Furthermore, she said, unless someone is already living off the land and is self-sufficient, leaving a city to escape a fast-spreading virus may not be the smartest thing to do.
People who flee urban centres may still be at risk of becoming infected, but with fewer health-care resources to help them, she said: “The idea that fear distorts people’s assessment of risk is a really important one.”
Most of the public health messaging so far has been to urge Canadians to stay home out of civic duty, she noted. A more effective approach, Crowcroft said, would be to appeal to “the idea that people are scared of things they don’t understand, and that home is a familiar place … it’s a safe place to be.”
Back in Old Crow, Tizya-Tramm said the couple, who he estimated were in their late 20s or early 30s, had arrived with neither a place to stay nor proper attire for the weather.
“He didn’t have even mitts on,” the chief said last week. “It’s minus 30 here today.”

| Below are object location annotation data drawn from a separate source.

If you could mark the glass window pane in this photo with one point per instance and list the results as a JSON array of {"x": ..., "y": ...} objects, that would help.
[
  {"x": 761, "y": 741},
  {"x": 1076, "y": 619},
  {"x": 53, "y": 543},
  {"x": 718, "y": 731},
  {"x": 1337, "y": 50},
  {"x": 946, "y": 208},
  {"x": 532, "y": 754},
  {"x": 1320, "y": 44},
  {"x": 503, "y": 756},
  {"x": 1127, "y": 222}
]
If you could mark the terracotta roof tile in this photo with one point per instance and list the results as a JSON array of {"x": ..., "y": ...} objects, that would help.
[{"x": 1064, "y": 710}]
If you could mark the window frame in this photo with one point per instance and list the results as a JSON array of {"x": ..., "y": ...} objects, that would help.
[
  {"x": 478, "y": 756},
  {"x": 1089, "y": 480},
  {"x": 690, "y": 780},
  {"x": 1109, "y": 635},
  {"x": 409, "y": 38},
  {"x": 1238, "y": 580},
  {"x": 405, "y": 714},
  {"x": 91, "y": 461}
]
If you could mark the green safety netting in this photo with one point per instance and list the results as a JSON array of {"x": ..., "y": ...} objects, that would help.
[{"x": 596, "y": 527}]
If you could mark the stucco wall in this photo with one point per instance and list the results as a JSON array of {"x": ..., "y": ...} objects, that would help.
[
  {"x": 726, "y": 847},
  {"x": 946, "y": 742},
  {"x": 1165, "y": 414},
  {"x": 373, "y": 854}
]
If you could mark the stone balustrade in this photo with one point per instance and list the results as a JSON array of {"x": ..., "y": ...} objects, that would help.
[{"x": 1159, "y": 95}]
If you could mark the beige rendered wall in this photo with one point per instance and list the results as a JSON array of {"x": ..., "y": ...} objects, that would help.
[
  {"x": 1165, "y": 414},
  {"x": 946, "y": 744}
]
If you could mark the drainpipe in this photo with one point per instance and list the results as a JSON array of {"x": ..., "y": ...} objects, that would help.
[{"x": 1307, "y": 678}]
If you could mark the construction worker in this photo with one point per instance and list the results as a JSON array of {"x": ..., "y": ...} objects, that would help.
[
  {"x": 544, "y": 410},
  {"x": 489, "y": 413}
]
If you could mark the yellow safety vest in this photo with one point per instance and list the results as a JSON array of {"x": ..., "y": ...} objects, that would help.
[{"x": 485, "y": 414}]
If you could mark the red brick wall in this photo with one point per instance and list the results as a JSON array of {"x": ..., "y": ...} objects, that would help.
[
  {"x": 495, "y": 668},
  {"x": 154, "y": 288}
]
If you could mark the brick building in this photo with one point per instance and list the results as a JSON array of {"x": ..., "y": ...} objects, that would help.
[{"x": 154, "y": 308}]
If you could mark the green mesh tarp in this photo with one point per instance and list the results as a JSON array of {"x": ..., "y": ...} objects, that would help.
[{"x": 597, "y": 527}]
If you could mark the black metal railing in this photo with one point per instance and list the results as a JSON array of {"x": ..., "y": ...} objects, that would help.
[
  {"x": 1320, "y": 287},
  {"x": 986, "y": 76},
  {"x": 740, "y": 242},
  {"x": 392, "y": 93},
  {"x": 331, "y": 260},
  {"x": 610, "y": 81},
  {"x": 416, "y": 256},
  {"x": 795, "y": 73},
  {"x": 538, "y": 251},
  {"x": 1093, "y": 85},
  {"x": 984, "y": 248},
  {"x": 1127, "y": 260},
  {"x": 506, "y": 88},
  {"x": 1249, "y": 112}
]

Otto and colleagues at McGill are conducting research on whether people’s cognitive functions are being negatively affected by the virus. He said he wonders whether the panic caused by COVID-19 can cause excessive rumination, or a stress response, which he said is known to throw off higher order cognitive function.
“So the simple question you can ask is: are people just getting dumber right now because they don’t have any bandwidth or capacity to actually do what they need to be doing?” he said.
Mathieu Montaroux, the founder of Quebec Preppers, a website dedicated to helping people prepare for unforeseen events such as flooding and fires, said the right reflex in a time of pandemic is to stay in place “rather than running around left and right.”
His website has seen traffic go from an average of 15,000 hits a month to 41,000 in March. He and his fellow preppers didn’t wait for the government to order people to isolate.
“Myself and others who had properly planned were already limiting our movements and we already had our homes stocked with everything we needed,” he said in a recent interview.
“If people were prepared — and had the right reflexes — they would have done that too.”